BEDFORD-STUYVESANT — A growing open mic night in Bed-Stuy promises to bring a new scene for artists to network and grow in New York.
Limelight is a new feature at the Corlette restaurant and lounge, at 193 Nostrand Ave., where artists of all stripes can take the stage to showcase their skills in spoken word, music and even comedy while networking in an intimate setting, organizer Barry Greene said.
"You've got too many open mics where you don't know a person's name, where they're from," Greene said. "There's no better place for creatives to get that type of experience than when you're all under one roof."
A Richmond, Va., native, Greene said he began performing neo-soul R&B in his hometown after being inspired by artists like D'Angelo, Erykah Badu and Maxwell, eventually starting his own popular open mic night which has as many as 150 regulars.
The 25-year-old artist — who goes by the name "Barry Barz" — relocated to New York shortly after meeting his girlfriend. They live in Crown Heights.
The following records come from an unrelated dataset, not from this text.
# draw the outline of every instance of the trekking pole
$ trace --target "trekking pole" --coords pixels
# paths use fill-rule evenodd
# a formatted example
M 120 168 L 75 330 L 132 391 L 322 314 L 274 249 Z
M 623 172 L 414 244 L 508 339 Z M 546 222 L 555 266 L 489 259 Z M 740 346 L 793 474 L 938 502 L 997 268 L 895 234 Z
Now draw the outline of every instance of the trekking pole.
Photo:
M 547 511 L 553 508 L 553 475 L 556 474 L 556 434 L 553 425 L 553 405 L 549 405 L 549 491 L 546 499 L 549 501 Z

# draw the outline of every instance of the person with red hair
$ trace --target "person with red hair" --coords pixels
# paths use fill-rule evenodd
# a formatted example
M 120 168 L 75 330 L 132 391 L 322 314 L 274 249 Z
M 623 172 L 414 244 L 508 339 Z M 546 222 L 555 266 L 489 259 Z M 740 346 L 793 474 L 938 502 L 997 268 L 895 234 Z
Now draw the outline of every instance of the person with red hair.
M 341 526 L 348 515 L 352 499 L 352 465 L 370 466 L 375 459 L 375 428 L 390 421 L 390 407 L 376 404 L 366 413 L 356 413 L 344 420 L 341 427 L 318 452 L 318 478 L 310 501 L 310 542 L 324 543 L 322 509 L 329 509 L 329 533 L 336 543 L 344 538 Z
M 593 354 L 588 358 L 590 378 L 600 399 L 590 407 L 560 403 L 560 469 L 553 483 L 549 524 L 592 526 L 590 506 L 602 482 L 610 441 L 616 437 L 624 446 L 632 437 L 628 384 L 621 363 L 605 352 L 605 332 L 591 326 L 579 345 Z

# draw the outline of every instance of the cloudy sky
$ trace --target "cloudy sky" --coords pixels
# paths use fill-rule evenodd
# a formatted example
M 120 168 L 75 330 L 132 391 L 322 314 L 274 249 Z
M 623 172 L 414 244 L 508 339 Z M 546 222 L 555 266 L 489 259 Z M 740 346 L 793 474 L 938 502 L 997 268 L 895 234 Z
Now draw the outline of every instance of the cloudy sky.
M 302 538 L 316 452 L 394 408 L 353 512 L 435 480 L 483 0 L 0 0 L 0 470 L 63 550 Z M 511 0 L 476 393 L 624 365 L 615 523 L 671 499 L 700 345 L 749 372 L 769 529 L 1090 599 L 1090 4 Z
"I just saw how people enjoyed the craft," Greene said. "What would it be like if we did it here in Brooklyn, where people didn't have to go into the city to get the same experience?"
Limelight was born in February at Corlette. Greene said 30 people showed up to watch as spoken word artists performed for the crowd.
It was there Greene met another young performer, 24-year-old spoken word artist Arbed Marie, who ran her own open mic in Crown Heights before losing her venue.
"I was really looking for a platform," Marie said. "I would travel to other open mics to see the scene, perform and kind of build a following."
The two agreed to work together and Greene said his new partner's enthusiasm helped the night expand.
Shows at Limelight have attracted between 30 and 60 people a week since starting up in February. Each week, artists begin to file in around 6 p.m. for an hour-long networking session before the open mic portion begins.
After open mic, a featured artist takes the stage for a 25-minute set.
Greene wants to expand Limelight to other cities and livestream them together — he still makes the six-and-a-half-hour trip to Richmond twice a month and hopes to start another open mic in Washington, D.C.
"I'm a firm believer that if someone can connect with you outside your craft, then you have them as a friend, and they'll always support you," Greene said.